The events have earned public scrutiny after a 15-year-old ecstasy overdose victim attended Electric Daisy Carnival at the Coliseum in June. A USC student dropped six floors form an on-campus residential building following a rave-like Halloween event last year and suffered critical injuries.

USC honcho C. L. Max Nikias urged students to avoid the parties that have otherwise been approved begrudgingly by the public Coliseum Commission.

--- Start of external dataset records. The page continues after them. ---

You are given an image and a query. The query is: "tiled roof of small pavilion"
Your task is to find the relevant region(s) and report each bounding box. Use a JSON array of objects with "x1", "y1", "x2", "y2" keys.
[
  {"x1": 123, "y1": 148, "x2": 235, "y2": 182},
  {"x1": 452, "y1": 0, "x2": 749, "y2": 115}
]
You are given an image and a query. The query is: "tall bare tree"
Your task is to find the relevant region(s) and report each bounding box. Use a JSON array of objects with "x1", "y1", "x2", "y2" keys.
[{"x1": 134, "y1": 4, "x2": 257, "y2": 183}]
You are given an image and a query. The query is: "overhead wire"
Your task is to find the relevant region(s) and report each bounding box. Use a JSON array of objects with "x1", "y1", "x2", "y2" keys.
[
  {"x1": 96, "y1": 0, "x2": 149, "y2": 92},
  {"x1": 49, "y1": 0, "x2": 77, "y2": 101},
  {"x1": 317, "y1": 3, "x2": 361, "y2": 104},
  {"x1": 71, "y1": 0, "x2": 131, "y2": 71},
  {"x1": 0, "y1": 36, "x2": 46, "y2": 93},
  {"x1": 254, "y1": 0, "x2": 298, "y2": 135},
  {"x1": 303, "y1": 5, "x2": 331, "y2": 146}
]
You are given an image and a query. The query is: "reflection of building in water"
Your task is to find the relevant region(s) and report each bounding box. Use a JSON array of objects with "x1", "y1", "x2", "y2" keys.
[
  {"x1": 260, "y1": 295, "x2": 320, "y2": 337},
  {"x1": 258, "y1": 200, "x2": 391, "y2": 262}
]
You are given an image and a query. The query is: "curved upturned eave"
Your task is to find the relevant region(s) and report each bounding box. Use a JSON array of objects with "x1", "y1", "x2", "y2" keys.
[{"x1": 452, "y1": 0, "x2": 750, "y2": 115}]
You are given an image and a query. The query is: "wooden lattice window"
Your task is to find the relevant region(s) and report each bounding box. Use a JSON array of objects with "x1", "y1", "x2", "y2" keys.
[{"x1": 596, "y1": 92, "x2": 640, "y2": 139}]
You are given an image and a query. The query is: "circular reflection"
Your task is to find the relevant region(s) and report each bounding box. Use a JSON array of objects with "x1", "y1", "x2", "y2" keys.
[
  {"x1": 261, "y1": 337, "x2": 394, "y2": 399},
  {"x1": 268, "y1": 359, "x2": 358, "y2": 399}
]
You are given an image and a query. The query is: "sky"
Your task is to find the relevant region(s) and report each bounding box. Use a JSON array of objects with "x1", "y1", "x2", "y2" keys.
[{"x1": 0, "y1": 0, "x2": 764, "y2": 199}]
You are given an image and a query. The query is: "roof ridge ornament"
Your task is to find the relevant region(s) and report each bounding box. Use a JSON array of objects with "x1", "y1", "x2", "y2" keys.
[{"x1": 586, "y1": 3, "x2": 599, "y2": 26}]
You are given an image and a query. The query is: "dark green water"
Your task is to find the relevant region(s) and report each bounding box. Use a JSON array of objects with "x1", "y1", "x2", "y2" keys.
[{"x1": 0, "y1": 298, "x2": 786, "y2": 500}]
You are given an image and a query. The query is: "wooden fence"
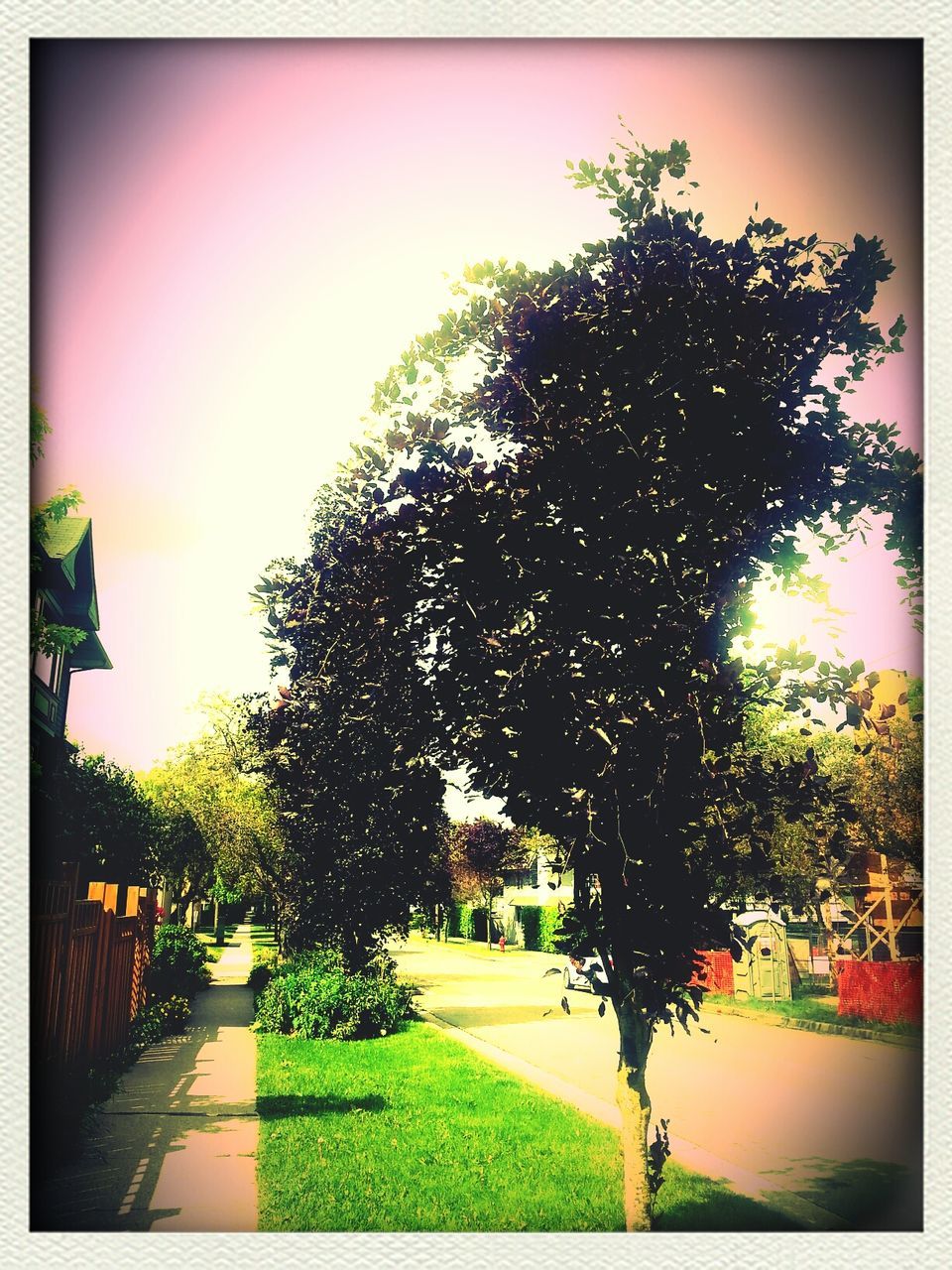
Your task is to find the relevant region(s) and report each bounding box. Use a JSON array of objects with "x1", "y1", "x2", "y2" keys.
[{"x1": 31, "y1": 875, "x2": 155, "y2": 1067}]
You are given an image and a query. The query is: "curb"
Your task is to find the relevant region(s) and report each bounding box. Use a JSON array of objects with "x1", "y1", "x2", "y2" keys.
[
  {"x1": 416, "y1": 1006, "x2": 852, "y2": 1230},
  {"x1": 703, "y1": 1004, "x2": 923, "y2": 1049}
]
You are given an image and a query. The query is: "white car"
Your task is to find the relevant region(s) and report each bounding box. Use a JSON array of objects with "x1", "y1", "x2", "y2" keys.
[{"x1": 562, "y1": 956, "x2": 608, "y2": 996}]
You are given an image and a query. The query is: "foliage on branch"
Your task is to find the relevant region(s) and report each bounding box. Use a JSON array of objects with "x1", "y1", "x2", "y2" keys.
[
  {"x1": 255, "y1": 142, "x2": 921, "y2": 1224},
  {"x1": 29, "y1": 401, "x2": 86, "y2": 657}
]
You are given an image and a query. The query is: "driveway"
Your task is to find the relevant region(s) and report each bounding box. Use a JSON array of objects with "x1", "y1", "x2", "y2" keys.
[{"x1": 394, "y1": 938, "x2": 923, "y2": 1229}]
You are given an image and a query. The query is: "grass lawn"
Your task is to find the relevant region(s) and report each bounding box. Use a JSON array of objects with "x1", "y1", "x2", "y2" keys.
[
  {"x1": 706, "y1": 993, "x2": 923, "y2": 1036},
  {"x1": 258, "y1": 1024, "x2": 796, "y2": 1232}
]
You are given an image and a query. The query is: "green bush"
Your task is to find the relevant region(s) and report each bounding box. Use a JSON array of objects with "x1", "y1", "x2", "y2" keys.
[
  {"x1": 538, "y1": 907, "x2": 562, "y2": 952},
  {"x1": 128, "y1": 997, "x2": 191, "y2": 1041},
  {"x1": 520, "y1": 904, "x2": 561, "y2": 952},
  {"x1": 149, "y1": 926, "x2": 208, "y2": 1001},
  {"x1": 255, "y1": 949, "x2": 416, "y2": 1040},
  {"x1": 248, "y1": 948, "x2": 280, "y2": 996}
]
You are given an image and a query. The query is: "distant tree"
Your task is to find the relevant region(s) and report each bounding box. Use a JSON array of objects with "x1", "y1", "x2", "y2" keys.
[
  {"x1": 259, "y1": 134, "x2": 921, "y2": 1228},
  {"x1": 146, "y1": 695, "x2": 283, "y2": 926},
  {"x1": 29, "y1": 401, "x2": 86, "y2": 657},
  {"x1": 33, "y1": 749, "x2": 156, "y2": 886}
]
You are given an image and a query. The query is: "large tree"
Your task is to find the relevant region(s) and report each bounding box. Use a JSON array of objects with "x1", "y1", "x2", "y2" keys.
[
  {"x1": 255, "y1": 505, "x2": 447, "y2": 969},
  {"x1": 265, "y1": 142, "x2": 919, "y2": 1228}
]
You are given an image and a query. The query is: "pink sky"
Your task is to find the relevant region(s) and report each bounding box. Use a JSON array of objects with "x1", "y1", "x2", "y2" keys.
[{"x1": 33, "y1": 41, "x2": 921, "y2": 768}]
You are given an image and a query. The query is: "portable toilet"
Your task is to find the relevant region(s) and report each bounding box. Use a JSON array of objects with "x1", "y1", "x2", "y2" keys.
[{"x1": 734, "y1": 908, "x2": 792, "y2": 1001}]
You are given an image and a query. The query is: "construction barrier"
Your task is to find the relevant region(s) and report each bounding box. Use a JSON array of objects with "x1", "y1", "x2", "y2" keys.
[{"x1": 837, "y1": 960, "x2": 923, "y2": 1024}]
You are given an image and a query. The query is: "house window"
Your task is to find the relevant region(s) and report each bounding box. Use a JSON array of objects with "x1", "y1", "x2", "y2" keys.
[
  {"x1": 33, "y1": 648, "x2": 66, "y2": 696},
  {"x1": 33, "y1": 591, "x2": 66, "y2": 696}
]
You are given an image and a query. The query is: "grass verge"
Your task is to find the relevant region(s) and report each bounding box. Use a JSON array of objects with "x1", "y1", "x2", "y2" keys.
[
  {"x1": 258, "y1": 1024, "x2": 796, "y2": 1232},
  {"x1": 704, "y1": 993, "x2": 923, "y2": 1036}
]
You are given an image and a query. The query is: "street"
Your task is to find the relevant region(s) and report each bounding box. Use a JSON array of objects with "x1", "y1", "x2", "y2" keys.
[{"x1": 393, "y1": 936, "x2": 923, "y2": 1229}]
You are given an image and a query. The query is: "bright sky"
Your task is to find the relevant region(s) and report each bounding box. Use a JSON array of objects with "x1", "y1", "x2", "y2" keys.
[{"x1": 32, "y1": 41, "x2": 921, "y2": 770}]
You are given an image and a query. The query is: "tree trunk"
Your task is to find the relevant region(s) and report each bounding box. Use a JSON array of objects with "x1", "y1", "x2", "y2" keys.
[{"x1": 616, "y1": 999, "x2": 653, "y2": 1230}]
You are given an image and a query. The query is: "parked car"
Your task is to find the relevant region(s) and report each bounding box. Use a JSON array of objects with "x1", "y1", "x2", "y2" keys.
[{"x1": 562, "y1": 956, "x2": 608, "y2": 996}]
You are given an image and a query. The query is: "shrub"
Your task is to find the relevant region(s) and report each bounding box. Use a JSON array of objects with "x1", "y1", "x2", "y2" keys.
[
  {"x1": 127, "y1": 997, "x2": 191, "y2": 1041},
  {"x1": 149, "y1": 926, "x2": 208, "y2": 1001},
  {"x1": 538, "y1": 906, "x2": 562, "y2": 952},
  {"x1": 255, "y1": 949, "x2": 416, "y2": 1040},
  {"x1": 447, "y1": 903, "x2": 472, "y2": 940}
]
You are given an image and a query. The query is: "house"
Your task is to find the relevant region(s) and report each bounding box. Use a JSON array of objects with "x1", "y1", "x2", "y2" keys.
[{"x1": 29, "y1": 516, "x2": 112, "y2": 770}]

In a letter to students about “health, safety and well-being,” Nikias states:

” … I wish to warn you about a specific danger that has become increasingly

prevalent in the City of Los Angeles: raves. Occasionally, these are held close to our

campuses, often at the Coliseum or the Shrine, and they present serious risks to all who

attend. Ecstasy, which is common at raves, produces a number of adverse reactions that

may include disorientation, anxiety, paranoia, panic attacks, and hallucinations. These

reactions, even in mild forms, can create a ripple effect of dangers that lead to

catastrophic consequences. (Visit the USC Drug Free website for additional information

and resources.)”

Nikias notes that he has two children of his own attending the university:

” … With the collective support of the university's senior administration-and as the father of two USC students-I strongly discourage your participation in rave events.”